Targeted therapy for capillary-venous malformations
Sporadic venous malformations are genetic conditions primarily driven by somatic gain-of-function mutations in PIK3CA or in TEK, an endothelial transmembrane receptor that signals through PIK3CA. These malformations are associated with pain, bleeding, thrombosis, pulmonary embolism, aesthetic deformities, and, in severe cases, life-threatening complications. Currently, no approved medical treatments exist for patients with venous malformations.

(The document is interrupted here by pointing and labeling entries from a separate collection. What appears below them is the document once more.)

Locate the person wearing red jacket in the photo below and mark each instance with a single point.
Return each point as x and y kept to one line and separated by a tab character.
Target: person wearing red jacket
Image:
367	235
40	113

In this study, we developed a genetic mouse model of PIK3CA-related capillary venous malformations that closely replicates the phenotypes observed in patients. We found that these malformations signal only partially through AKT proteins. To identify effective therapeutic options, we evaluated the efficacy of several drugs, including rapamycin, an mTORC1 inhibitor; miransertib, an AKT inhibitor; and alpelisib, a PI3Kα inhibitor, in improving the lesions observed in our mouse model. Our results demonstrated that alpelisib effectively prevented the formation of vascular malformations, improved existing lesions, and extended survival in the model.
Based on these preclinical findings, we received authorization to treat 25 patients, including 7 children, with alpelisib. These patients had PIK3CA- (n = 16) or TEK- (n = 9) related capillary venous malformations that were resistant to standard therapies such as sirolimus, debulking surgeries, or percutaneous sclerotherapies. We monitored the volume of vascular malformations in each patient using magnetic resonance imaging (MRI). Treatment with alpelisib led to improvements in all 25 patients, reducing previously intractable malformations and alleviating clinical symptoms. MRI assessments revealed a median volume reduction of 33.4% in PIK3CA-related malformations and 27.8% in TEK-related malformations over six months of treatment.
In conclusion, this study supports the use of PI3Kα inhibition as a promising therapeutic strategy for patients with PIK3CA- or TEK-related capillary venous malformations.